A citizen financial-review task force concluded that Upper Arlington is largely doing a good job of managing revenues and services but suggested that privatizing or sharing some services could be more efficient.

After it returns from summer recess later this month, Upper Arlington City Council is expected to delve into a series of recommendations proposed by the task force it had appointed in March to examine city finances, budgeting and services.

The initiative was a follow-up to a different task force put together by council in 2014 that, among other things, proposed raising the local income-tax rate from 2% to 2.5%.

The new task force met eight times between April 4 and July 2 and presented its recommendations to council July 8. It didn't propose any new tax increases but did offer ideas for more efficient spending and planning.

Ann Gabriel is the chairwoman. Other members are Jamie Crane, Colin Gawel, Greg Guy, Ukeme Awakessien Jeter, Tim Keen, Matthew J. Kirby, Matthew Rule and Kaz Unalan, according to documents on the city's website.

Privatizing, sharing services

Among them was a recommendation to seek further opportunities for privatizing services and collaborating with other entities to provide them.

"Back-office functions where employees do not work face to face with the public are prime candidates for privatization and/or shared services," the task force report said.

It pointed to the city's information technology, human resources and fleet maintenance divisions as areas where money might be saved by outscourcing the work.

"In particular with IT, the one thing we talked about is every day the IT environment is rapidly, rapidly changing and third parties, that's their job," Gabriel said. "They have the resources to monitor the changes. That may be something to consider."

The task force recommended the city hire a consultant to evaluate its current "service-delivery processes and available privatization and shared options."

Capital equipment

Another area where the task force thinks the city might benefit financially while enhancing its expense planning relates to equipment.

Upper Arlington officials create a 10-year plan for capital projects, such as improving roads, sewers and gutters, but the task force found there is no similar process for evaluating the equipment used to maintain or repair infrastructure.

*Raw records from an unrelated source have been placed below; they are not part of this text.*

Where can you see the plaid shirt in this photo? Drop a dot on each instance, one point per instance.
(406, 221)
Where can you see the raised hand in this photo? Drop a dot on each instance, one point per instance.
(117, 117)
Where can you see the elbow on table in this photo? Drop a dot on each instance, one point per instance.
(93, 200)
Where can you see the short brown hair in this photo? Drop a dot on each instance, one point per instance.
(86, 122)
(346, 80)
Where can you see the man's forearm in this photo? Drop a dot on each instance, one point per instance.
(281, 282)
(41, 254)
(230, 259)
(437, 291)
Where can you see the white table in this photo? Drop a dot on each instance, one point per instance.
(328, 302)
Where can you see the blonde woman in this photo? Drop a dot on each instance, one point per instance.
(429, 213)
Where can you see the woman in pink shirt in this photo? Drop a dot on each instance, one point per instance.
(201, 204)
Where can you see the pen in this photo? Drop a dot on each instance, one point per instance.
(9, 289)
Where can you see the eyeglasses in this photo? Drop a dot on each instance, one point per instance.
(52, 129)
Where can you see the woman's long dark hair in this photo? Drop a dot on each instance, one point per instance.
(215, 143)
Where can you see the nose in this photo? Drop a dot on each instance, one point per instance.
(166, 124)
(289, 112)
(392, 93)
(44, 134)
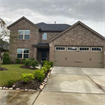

"The city cannot easily assess the funds required for new or replacement capital equipment in any given year," the report stated. "A multiyear planning and budgeting process for capital equipment that mirrors the capital improvement program may be helpful in determining anticipated cash needs for capital equipment by year.

"Also, without a consolidated picture of capital equipment from an operations perspective, it may be difficult for the city to determine if the overall capital equipment plan is cost-effective or (to) identify opportunities where cross-department use of capital assets may be appropriate."

The task force proposed having a third party examine capital equipment needs, determine the useful lives of the equipment and provide guidance for how it should be maintained.

The task force pointed to a 2017 community survey conducted by the city and said most residents are pleased with the level of services they receive.

To further gauge public opinion and assess how well the city serves its constituents, the task force recommended conducting a similar survey of the business community, to see if its needs are being met.

It also recommended initiatives to enhance Upper Arlington Parks and Recreation Department services, including the creation of an online portal that would allow residents to check the availability of or reserve athletics fields or other facilities.

Senior center

The task force also found the Upper Arlington Senior Center is "not a competitive amenity and, in its current tired physical condition, is not reflective of the high standards of our community."

"We understand that the city will be conducting a feasibility study to assess a community center, which would address both the need for an intergenerational indoor recreation facility as well as the need to update/replace the Senior Center," the report stated. "In the interim, we suggest the city, schools and library work together to better utilize existing space within the city.

"While we understand that the city, schools and library are separate government entities, we suggest that further cooperation in sharing space would be beneficial to the citizens of Upper Arlington. In particular, there is great need for indoor space during winter months, especially gym space, for youth activities. Some leagues and teams are going outside the city to rent space for these activities. Rental of indoor space could become a revenue stream or at least cover incremental operating costs."

Overall, the report concluded, Upper Arlington is doing a good job of managing funds and infrastructure.

It noted the city maintains the highest credit rating possible from municipal bond-rating agencies, but it said officials might benefit from spending more operating dollars for capital projects instead of borrowing to pay for them.

"We thought maybe the city might want to consider more cash for the financing of the capital improvements, either to reduce future issuances (of debt) or maybe spread out the time between issuances," Gabriel said.

Council did not discuss the report during its July 8 meeting. Members are expected to analyze the task force's findings and possible strategies for moving forward after it reconvenes. No date has been set for the follow-up discussions.

Council's next conference session is scheduled Aug. 19 and the next regular meeting is slated for Aug. 26.